In a case of using the LiDAR 5 of the time of flight (ToF) method, the speed information indicating the relative moving speed of every measurement point is not included in the point cloud data, unlike a case of the FMCW method. Hence, in a case where the LiDAR 5 adopts the ToF method, the following method may be used as the separation processing of separating the data into the moving point cloud data and the stationary point cloud data in the above-described step S20.

The separation unit 113 projects each measurement point on the XY plane so as to remove information in the height direction from the position information of each measurement point, based on the three-dimensional point cloud data of a plurality of frames that have been consecutively obtained, and converts the position information of each measurement point from three dimensions to two dimensions. That is, each measurement point corresponding to the point cloud data is projected on the XY plane, and the point cloud data is converted into two-dimensional data represented in the XY coordinate system.

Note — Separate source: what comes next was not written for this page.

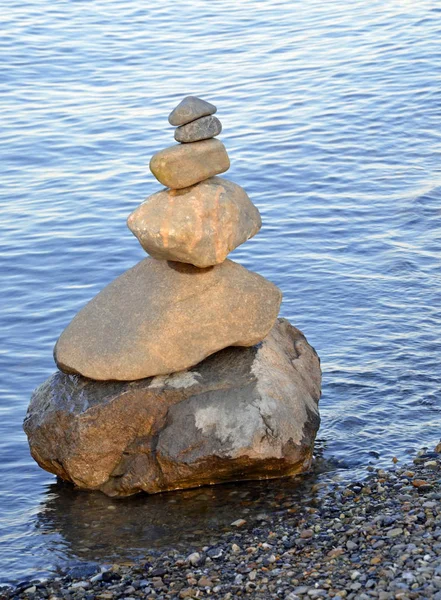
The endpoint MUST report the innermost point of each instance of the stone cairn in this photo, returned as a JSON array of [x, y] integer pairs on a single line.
[[161, 384]]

Next, offset processing is performed on the position of each measurement point that has been converted into the two-dimensional data, based on the traveling vector of the subject vehicle 101. In other words, the position on the XY plane corresponding to each of the measurement points of the plurality of frames that have been consecutively obtained is offset so as to align the relative coordinate position of the past frame with the above absolute coordinate position, in a case where the relative coordinate position of the most recent frame is set to be the absolute coordinate.

The positions of the measurement points on the XY plane after the offset processing overlap between the most recent frame and the past frame with regard to the measurement point on the stationary object (in other words, the deviation of the positions of the corresponding measurement points is in a state of falling within a predetermined distance between the most recent frame and the past frame), and do not overlap between the most recent frame and the past frame with regard to the measurement point on the moving object.

The separation unit 113 divides the point cloud data of the most recent frame into the moving point cloud data including the measurement points, the positions of which do not overlap the positions of the corresponding measurement points of the past frame, and the stationary point cloud data other than the moving point cloud data, on the XY plane after the offset processing. In this manner, also in a case where the LiDAR 5 adopts the ToF method, simple processing enables separation between the moving point cloud data and the stationary point cloud data.

The above embodiment can be combined as desired with one or more of the above modifications. The modifications can also be combined with one another.

According to the present invention, it becomes possible to appropriately detect a stationary object having a small number of measurement points because it is present in a distant place, for example.

Above, while the present invention has been described with reference to the preferred embodiments thereof, it will be understood, by those skilled in the art, that various changes and modifications may be made thereto without departing from the scope of the appended claims.